Cómo y cuándo podar una higuera

Podar una higuera no consiste solo en cortar ramas. Una buena poda ayuda a mantener el árbol equilibrado, facilita la entrada de luz, mejora la aireación y permite recoger los higos con más comodidad. También evita que la copa se vuelva demasiado densa, algo habitual en higueras adultas que crecen sin control durante varios años.

La higuera es un frutal resistente, pero responde mejor cuando la poda se adapta a su clima, edad, vigor y tipo de producción. No necesita cortes agresivos todos los años.
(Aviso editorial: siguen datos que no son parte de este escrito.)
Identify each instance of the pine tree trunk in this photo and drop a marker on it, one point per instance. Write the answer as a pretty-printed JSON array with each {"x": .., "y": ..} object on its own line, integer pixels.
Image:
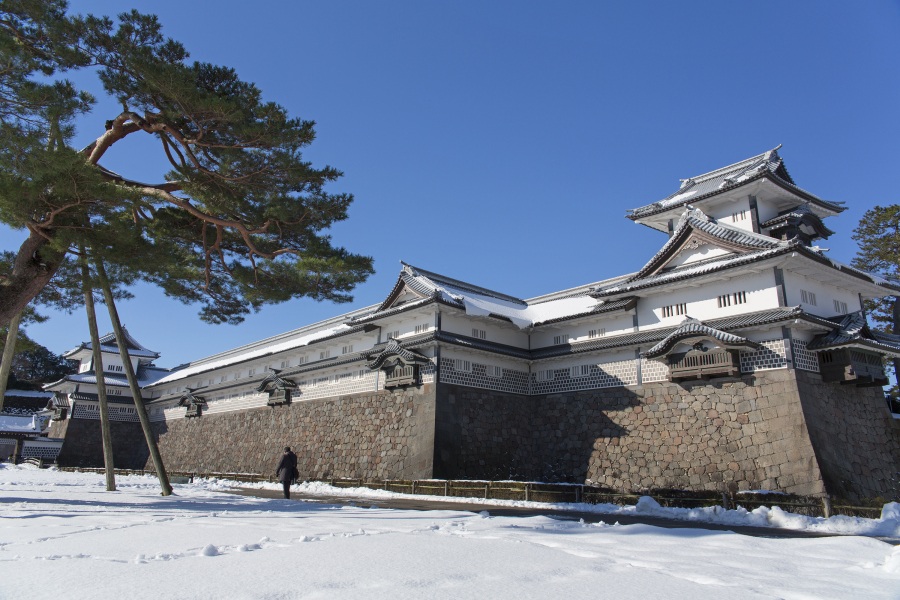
[
  {"x": 132, "y": 381},
  {"x": 9, "y": 351},
  {"x": 33, "y": 269},
  {"x": 106, "y": 433},
  {"x": 896, "y": 330}
]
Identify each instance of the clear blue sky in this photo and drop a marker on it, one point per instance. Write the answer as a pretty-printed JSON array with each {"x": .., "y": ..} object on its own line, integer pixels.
[{"x": 502, "y": 142}]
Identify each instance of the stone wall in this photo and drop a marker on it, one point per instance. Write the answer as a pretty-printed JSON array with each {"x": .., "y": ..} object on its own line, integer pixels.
[
  {"x": 857, "y": 441},
  {"x": 83, "y": 444},
  {"x": 749, "y": 432},
  {"x": 375, "y": 435}
]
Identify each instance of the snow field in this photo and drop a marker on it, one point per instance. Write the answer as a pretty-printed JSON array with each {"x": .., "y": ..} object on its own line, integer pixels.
[{"x": 63, "y": 536}]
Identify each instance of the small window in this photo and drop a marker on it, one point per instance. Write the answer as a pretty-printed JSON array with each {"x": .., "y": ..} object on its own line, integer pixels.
[
  {"x": 674, "y": 309},
  {"x": 580, "y": 371},
  {"x": 546, "y": 375},
  {"x": 461, "y": 365}
]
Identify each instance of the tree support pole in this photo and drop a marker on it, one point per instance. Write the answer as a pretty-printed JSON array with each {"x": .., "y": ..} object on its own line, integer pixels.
[
  {"x": 9, "y": 351},
  {"x": 105, "y": 430},
  {"x": 132, "y": 380}
]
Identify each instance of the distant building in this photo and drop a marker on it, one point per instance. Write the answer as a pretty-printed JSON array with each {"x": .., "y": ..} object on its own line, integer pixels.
[
  {"x": 76, "y": 409},
  {"x": 738, "y": 356},
  {"x": 24, "y": 423}
]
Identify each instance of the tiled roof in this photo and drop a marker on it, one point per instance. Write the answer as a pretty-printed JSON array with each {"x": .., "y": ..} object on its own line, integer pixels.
[
  {"x": 274, "y": 378},
  {"x": 94, "y": 398},
  {"x": 768, "y": 164},
  {"x": 692, "y": 328},
  {"x": 394, "y": 348},
  {"x": 108, "y": 343},
  {"x": 799, "y": 215},
  {"x": 695, "y": 270},
  {"x": 694, "y": 220}
]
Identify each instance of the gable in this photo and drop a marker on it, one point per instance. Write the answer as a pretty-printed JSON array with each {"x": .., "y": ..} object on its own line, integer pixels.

De hecho, una poda excesiva puede reducir la cosecha, provocar un crecimiento desordenado de chupones y debilitar la estructura del árbol.

Para podarla bien, lo más importante es elegir el momento adecuado, retirar solo lo necesario y entender qué ramas conviene conservar.

¿Cuándo es la mejor época para podar una higuera?

La mejor época para podar una higuera suele ser el final del invierno o el inicio de la primavera, cuando el árbol está en reposo o justo antes de empezar a brotar. En ese momento, la higuera tiene menos actividad, pierde menos savia y los cortes cicatrizan mejor con la subida progresiva de temperaturas.

En zonas templadas, la poda puede hacerse entre febrero y marzo. En zonas frías, conviene esperar a que pase el riesgo de heladas fuertes. Si podas demasiado pronto y llega una helada intensa, las ramas recién cortadas pueden sufrir daños.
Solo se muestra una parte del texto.